We struggled. There were only a few names that at least one of us did not strongly dislike (honestly, the main problem was that Dan was shockingly picky about boys’ names and I just happened to dislike several of the only 5 or 6 he considered acceptable). In the end, we had a list of about 8 names to choose from which were at least passable to both of us, but we each had a strong favorite. We each lobbied for our favorite but (grudgingly) acknowledged that the other would do.
In a surprising twist, as soon as B was born, when first we looked upon him, we each (unbeknownst to the other) changed our minds. Dan decided he preferred the name I’d been advocating for while I suddenly felt that Dan’s favorite name would be perfect. Benjamin went on to spend his first three days without a name until Dan finally decided to let me choose.
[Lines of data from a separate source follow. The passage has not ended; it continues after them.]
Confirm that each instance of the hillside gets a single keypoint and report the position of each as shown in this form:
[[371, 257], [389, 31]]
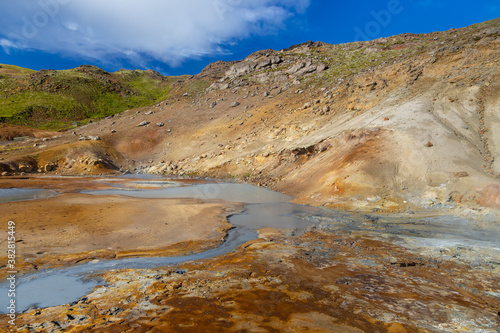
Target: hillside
[[392, 124], [50, 99]]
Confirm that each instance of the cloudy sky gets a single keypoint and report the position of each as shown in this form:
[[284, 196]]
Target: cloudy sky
[[177, 37]]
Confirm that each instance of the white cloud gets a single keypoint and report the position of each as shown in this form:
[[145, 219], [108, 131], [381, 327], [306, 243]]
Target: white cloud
[[167, 30]]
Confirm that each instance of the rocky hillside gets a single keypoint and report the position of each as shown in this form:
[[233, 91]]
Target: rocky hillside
[[391, 124]]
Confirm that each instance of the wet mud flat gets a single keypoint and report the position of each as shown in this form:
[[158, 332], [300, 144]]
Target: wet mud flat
[[345, 272]]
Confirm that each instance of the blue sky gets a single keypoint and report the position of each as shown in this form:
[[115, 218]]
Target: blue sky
[[181, 37]]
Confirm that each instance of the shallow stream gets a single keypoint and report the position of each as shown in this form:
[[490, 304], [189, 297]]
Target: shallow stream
[[263, 208]]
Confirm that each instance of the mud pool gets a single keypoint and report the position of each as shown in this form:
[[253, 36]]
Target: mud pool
[[474, 241]]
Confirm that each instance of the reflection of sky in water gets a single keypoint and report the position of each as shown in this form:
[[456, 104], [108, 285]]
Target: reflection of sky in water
[[18, 194], [266, 208]]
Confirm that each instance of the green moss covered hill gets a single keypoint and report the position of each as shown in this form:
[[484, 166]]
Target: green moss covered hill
[[50, 99]]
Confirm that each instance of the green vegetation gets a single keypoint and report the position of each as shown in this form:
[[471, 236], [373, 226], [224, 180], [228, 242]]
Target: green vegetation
[[51, 99]]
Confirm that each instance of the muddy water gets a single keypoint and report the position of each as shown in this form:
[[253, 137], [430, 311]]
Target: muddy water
[[17, 194], [264, 208], [472, 239]]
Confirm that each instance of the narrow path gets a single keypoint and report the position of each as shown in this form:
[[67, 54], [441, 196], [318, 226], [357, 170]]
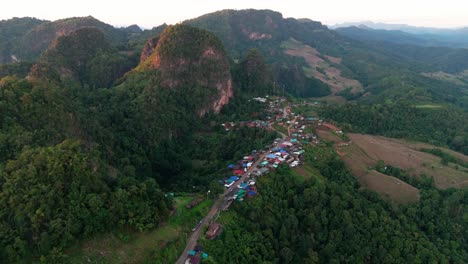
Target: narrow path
[[192, 241]]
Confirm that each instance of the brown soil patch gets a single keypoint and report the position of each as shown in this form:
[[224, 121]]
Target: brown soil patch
[[359, 162], [406, 156], [328, 135], [390, 187], [320, 68]]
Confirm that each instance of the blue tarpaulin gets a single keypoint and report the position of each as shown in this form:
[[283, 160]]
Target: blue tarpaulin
[[233, 178]]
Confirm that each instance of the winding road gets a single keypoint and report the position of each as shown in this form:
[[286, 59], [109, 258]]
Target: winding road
[[192, 241]]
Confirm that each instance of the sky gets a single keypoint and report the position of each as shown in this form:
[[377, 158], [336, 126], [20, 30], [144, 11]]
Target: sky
[[147, 14]]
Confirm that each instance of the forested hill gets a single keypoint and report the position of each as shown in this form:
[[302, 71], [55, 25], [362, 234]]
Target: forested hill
[[83, 153], [306, 57]]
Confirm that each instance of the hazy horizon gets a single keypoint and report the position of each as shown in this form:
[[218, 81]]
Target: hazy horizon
[[449, 14]]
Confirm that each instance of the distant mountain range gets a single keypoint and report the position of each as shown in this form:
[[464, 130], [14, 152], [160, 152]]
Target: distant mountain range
[[405, 34]]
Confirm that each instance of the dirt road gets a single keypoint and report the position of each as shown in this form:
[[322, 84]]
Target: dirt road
[[192, 241]]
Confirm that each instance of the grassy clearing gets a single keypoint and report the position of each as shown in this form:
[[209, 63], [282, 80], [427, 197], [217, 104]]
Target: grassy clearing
[[429, 106], [161, 245], [280, 128], [306, 171]]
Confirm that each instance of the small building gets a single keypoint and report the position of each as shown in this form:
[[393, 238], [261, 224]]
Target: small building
[[238, 172], [193, 260], [214, 230]]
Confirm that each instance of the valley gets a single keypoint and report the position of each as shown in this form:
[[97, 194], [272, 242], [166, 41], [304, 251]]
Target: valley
[[240, 136]]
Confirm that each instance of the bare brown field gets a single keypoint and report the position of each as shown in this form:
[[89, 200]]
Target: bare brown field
[[405, 155], [320, 66], [390, 187], [363, 152]]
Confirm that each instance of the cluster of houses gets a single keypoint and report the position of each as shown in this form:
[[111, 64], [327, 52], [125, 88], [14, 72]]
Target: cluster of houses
[[255, 123], [287, 151]]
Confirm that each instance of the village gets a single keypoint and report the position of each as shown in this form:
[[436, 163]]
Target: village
[[240, 184]]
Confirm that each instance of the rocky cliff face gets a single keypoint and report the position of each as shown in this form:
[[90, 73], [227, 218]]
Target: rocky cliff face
[[191, 60]]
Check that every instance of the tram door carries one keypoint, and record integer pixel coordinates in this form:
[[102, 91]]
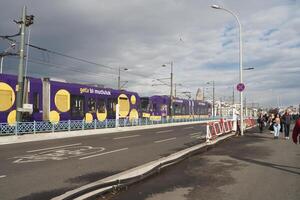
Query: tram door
[[77, 107], [111, 107]]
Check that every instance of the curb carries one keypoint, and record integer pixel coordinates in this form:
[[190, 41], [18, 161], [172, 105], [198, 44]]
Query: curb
[[4, 140], [133, 175]]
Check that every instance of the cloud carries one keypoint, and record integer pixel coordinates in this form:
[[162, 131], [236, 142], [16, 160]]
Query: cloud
[[142, 35]]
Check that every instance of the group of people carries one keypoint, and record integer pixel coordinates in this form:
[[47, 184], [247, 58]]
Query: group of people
[[277, 124]]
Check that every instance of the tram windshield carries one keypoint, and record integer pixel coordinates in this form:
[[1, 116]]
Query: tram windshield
[[145, 104]]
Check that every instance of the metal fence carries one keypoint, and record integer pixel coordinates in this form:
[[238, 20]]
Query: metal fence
[[72, 125]]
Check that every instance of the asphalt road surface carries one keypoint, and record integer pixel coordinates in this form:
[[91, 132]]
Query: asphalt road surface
[[45, 169], [251, 167]]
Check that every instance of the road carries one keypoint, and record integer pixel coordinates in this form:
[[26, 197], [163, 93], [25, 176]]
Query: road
[[251, 167], [45, 169]]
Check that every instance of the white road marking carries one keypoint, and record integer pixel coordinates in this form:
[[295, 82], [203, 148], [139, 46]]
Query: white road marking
[[194, 133], [91, 156], [130, 136], [53, 148], [198, 137], [174, 138], [188, 127], [164, 131]]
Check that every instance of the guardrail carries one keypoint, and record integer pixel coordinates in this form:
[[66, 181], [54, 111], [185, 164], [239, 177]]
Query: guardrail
[[72, 125]]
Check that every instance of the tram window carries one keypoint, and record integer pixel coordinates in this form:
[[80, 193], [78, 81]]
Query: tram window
[[91, 105], [154, 107], [183, 109], [145, 104], [36, 102], [101, 106], [177, 109], [77, 106], [111, 104]]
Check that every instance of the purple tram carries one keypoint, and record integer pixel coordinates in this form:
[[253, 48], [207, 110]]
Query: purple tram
[[56, 101], [158, 107]]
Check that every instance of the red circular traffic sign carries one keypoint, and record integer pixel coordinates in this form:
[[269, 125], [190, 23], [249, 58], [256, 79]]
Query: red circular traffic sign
[[240, 87]]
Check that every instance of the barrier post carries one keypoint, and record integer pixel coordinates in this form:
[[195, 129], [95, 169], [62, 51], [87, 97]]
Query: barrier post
[[16, 129], [207, 132], [69, 125], [34, 125], [52, 127]]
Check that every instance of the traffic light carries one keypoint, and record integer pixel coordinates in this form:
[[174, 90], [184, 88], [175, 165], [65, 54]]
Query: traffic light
[[29, 20]]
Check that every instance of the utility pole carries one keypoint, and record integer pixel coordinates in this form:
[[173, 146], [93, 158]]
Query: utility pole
[[233, 96], [214, 99], [119, 79], [171, 92], [21, 68], [26, 21]]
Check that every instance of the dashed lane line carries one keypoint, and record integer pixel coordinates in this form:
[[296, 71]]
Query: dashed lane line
[[53, 147], [91, 156], [166, 131], [159, 141], [125, 137], [194, 133], [188, 128]]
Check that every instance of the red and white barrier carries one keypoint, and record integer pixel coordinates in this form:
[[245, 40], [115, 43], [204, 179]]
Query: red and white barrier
[[216, 128]]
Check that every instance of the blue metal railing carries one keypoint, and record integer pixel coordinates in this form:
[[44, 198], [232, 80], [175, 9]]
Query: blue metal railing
[[72, 125]]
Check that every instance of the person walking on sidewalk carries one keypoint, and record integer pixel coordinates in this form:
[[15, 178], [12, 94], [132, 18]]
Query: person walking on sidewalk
[[260, 121], [286, 120], [296, 132], [276, 126]]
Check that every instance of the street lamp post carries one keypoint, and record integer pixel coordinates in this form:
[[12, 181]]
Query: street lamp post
[[171, 91], [6, 52], [241, 62], [119, 77], [175, 91]]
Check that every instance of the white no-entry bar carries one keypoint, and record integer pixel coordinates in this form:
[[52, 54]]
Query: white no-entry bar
[[166, 131], [174, 138], [91, 156], [53, 147], [125, 137]]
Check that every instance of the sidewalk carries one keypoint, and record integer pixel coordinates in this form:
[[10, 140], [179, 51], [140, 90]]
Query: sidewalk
[[254, 166]]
Of course, at the time, we could not have foreseen that we’d be living in Austria less than 3 years later. Benjamin is a valid, if not overly common, name in Austria (and seems to belong almost exclusively to Jewish children — names cross cultures much less often here). Generally, people don’t have trouble parsing it, though everyone wants to call him Ben (which he has decided he doesn’t like) and they pronounce it “Ben-ha-meen”, which sometimes bothers him.
With Liam, we really ought to have been able to anticipate a possible move to Austria, but we didn’t consider how well his name would work here, and we thus gave him a name that almost no one in Austria can pronounce correctly. Most people mishear it as Leon, Lia or Leo. (The only places in the world we’ve so far found where that doesn’t happen are the UK and Ireland, where everyone hears “Liam” just fine the first time and absolutely no one considers it the least bit unusual. Of course.) With Liam, however, we had the good fortune to actually agree on a name well before he was born. (“Liam” was on the short list of names when we were expecting B, but it had become the favorite for each of us in the intervening years.) After the months-long process of choosing B’s name, it was a nice surprise to choose a name for Liam in about 10 minutes.
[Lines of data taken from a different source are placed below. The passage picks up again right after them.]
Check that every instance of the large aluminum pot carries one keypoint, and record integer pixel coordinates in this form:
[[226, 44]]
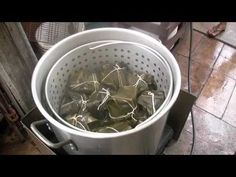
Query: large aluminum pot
[[141, 140]]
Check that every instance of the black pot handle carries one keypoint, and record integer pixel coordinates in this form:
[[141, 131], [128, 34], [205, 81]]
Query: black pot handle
[[50, 144]]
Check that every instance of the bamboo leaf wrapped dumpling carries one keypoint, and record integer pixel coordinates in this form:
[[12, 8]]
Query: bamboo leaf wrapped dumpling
[[84, 81], [151, 100], [113, 76]]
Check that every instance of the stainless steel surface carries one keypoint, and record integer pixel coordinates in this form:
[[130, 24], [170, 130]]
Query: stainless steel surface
[[34, 128], [144, 139], [136, 56]]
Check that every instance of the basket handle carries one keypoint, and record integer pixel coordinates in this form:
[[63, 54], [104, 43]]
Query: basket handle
[[34, 128]]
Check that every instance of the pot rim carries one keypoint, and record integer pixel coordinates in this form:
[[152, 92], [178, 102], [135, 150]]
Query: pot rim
[[155, 117]]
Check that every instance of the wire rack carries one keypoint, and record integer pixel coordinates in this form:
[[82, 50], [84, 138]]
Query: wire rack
[[49, 33]]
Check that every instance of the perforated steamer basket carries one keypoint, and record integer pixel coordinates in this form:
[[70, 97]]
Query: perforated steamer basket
[[92, 55], [141, 140]]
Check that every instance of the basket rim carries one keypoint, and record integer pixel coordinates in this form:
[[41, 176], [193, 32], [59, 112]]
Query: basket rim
[[167, 99], [37, 92]]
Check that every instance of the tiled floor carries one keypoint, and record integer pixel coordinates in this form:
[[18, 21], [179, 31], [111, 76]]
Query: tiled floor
[[213, 82]]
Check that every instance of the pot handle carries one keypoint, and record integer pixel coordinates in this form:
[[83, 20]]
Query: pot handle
[[34, 128]]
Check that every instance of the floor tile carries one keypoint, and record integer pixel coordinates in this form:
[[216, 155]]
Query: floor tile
[[212, 130], [183, 46], [226, 66], [216, 93], [207, 51], [230, 113]]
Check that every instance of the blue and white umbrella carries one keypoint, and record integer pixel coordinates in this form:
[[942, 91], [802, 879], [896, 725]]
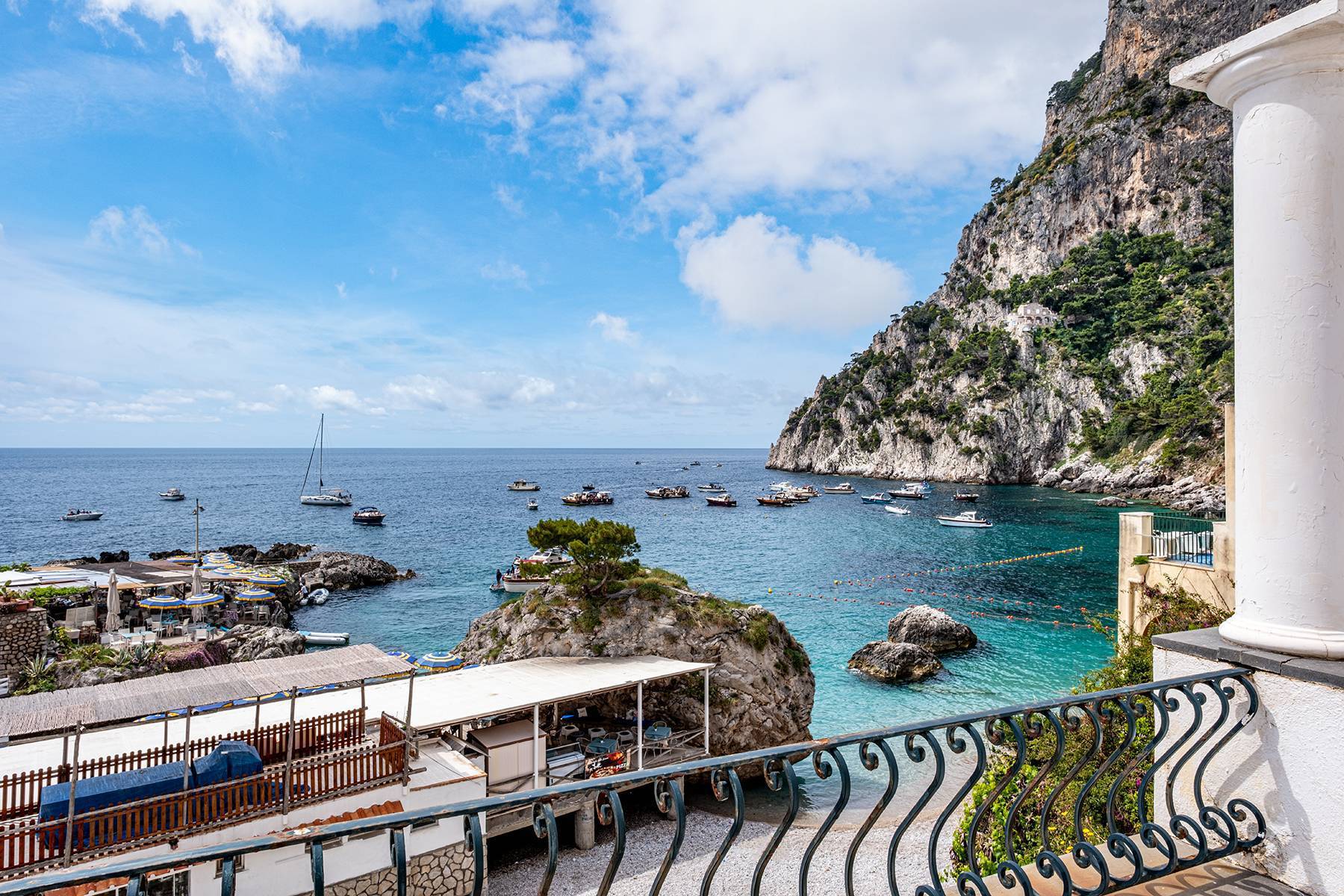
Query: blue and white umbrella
[[440, 662]]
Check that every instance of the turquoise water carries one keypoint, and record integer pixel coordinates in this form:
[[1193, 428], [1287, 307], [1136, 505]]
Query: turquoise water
[[452, 520]]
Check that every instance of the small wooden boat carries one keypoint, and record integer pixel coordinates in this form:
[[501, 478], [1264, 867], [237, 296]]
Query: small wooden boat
[[326, 638], [369, 516], [968, 520]]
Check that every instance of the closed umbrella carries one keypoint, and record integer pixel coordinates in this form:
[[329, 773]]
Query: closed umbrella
[[113, 603]]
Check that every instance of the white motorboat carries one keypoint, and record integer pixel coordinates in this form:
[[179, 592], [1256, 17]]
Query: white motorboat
[[968, 520], [326, 638], [326, 496]]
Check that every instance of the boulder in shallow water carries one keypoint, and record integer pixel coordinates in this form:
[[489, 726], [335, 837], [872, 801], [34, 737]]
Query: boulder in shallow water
[[930, 629], [895, 662]]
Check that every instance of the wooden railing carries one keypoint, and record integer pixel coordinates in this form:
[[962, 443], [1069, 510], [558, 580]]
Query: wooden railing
[[31, 844], [20, 791]]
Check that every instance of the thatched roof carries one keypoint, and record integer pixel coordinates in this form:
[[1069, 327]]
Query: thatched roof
[[125, 700]]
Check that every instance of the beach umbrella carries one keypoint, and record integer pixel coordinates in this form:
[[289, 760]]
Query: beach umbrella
[[113, 603], [440, 662]]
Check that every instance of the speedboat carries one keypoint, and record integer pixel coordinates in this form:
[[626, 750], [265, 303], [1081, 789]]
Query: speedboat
[[968, 520], [329, 497], [369, 516], [326, 638]]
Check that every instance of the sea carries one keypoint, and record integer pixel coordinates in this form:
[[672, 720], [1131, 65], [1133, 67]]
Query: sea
[[833, 570]]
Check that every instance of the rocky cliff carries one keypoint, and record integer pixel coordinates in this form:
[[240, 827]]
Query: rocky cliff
[[761, 689], [1120, 231]]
Choosing names for my children was such a massive responsibility, and I tried so hard to give them names that would be easy to understand, that were well known but not wildly popular, and which would work for them at all phases of their lives. I considered their names only from an American perspective, though, since it was the only perspective I had. Now it turns out that my logic has been trumped by geography, and, if I am successful in raising boys who move easily through the world, this may be just the beginning of their experience with trying out their names throughout the world (for better or for worse).